While matching the market consensus of no rate change and an intact Quantitative Easing (QE), the UK’s central bank signaled that the negative rate option is still far. However, Governor Andrew Bailey said that the Monetary Policy Committee (MPC) members have a “range of views” on negative rates and hence GBP/USD traders await more clarity on the same during today’s speech from the key BOE policymakers.

Elsewhere, the tussle over the Northern Ireland (NI) border intensifies as the UK shows readiness to take harsh measures if the bloc doesn’t respect the British request to extend post-Brexit leeway until 2023. It should be noted the talks over huge losses to British lorries and fisheries have also portrayed Brexit woes.

Amid the coronavirus (COVID-19) vaccinations in the UK, rumors crossed wires that the COVID-19 vaccines could be deadly to the majority of over-65s and post-mortems have been called off “indefinitely”. However, Reuters’ fact-check turndown the chatters before they disappoint the British wave of jabs.
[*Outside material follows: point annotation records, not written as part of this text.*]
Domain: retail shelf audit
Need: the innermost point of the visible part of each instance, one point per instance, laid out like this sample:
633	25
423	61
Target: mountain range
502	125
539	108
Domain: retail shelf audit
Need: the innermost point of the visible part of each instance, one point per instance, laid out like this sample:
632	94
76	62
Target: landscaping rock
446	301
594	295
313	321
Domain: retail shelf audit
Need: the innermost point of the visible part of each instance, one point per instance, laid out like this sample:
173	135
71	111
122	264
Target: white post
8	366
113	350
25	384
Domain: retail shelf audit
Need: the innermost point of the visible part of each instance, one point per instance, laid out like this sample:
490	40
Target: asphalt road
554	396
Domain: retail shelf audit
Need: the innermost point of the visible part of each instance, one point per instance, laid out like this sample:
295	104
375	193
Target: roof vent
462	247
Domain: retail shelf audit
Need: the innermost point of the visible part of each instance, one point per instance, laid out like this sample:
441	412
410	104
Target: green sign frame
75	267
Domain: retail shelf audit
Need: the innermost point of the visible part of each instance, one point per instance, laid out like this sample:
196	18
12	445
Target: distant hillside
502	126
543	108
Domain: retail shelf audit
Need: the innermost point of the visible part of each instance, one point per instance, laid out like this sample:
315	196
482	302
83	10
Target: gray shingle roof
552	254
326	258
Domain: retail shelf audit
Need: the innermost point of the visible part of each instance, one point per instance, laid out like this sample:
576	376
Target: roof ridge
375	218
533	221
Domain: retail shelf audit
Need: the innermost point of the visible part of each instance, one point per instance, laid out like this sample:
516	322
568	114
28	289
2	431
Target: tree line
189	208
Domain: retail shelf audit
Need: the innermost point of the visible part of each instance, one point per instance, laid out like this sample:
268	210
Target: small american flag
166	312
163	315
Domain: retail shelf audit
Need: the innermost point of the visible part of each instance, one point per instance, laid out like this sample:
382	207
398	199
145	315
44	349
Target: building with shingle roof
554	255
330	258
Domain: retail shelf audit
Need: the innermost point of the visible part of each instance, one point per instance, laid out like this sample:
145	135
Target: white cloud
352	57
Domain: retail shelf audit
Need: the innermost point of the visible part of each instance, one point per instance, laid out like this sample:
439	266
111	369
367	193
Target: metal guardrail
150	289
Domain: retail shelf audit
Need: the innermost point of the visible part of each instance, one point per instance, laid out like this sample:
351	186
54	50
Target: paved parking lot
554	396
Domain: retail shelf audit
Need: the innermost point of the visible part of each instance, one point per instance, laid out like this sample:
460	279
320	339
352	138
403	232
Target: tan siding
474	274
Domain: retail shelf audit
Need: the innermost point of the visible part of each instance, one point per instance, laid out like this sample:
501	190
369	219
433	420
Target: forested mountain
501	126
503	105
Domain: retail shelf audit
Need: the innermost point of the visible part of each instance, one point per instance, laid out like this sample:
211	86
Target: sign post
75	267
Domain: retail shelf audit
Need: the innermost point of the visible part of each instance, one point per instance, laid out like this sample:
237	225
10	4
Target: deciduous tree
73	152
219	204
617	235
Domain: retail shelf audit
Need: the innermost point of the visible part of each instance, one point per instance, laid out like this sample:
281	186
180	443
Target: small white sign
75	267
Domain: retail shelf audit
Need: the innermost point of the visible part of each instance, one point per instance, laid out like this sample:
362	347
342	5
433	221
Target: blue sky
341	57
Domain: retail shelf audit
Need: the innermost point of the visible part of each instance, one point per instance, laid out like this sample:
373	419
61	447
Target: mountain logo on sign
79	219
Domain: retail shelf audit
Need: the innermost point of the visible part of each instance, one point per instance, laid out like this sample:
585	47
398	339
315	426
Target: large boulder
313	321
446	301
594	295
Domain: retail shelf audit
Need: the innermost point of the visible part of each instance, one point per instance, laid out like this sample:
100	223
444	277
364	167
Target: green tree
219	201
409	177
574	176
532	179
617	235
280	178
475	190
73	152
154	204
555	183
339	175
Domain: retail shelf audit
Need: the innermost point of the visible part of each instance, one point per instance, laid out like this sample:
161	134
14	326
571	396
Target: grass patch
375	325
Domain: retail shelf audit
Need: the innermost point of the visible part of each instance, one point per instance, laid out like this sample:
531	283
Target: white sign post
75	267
On a different page, the UK and China are again at loggerheads after London revoked the TV license of Chinese state media outlet CGTN. Following the move, Reuters came out with the story saying that China’s foreign ministry issued a statement accusing the British Broadcasting Corp (BBC) of pushing “fake news” in its COVID-19 reporting, demanding an apology and saying that the broadcaster had politicized the pandemic and “rehashed theories about covering up by China”.

Amid these plays, the US stimulus hopes are gaining momentum but the pre-NFP trading lull stops the bulls. That said, stock futures in the US and the UK stay mildly bullish by press time while the US 10-year Treasury yields seesaw around 1.14%.

Moving on, BOE Governor Bailey, Deputy Governor David Ramsden and Chief Economist Andy Haldane are all up for speaking at the Monetary Policy Report National Agency Briefing around 13:30 GMT. Although the event clashes with the US employment report for January, it certainly will be important for the GBP/USD traders if managed to keep the previous day’s hawkish mood.

Technical analysis

GBP/USD bulls need a clear breakout of the stated SMA resistance, at 1.3685 now, to challenging the multi-month top marked during 2021 near 1.3760. In absence of which, an ascending trend line from December 28, currently around 1.3600, becomes the key support.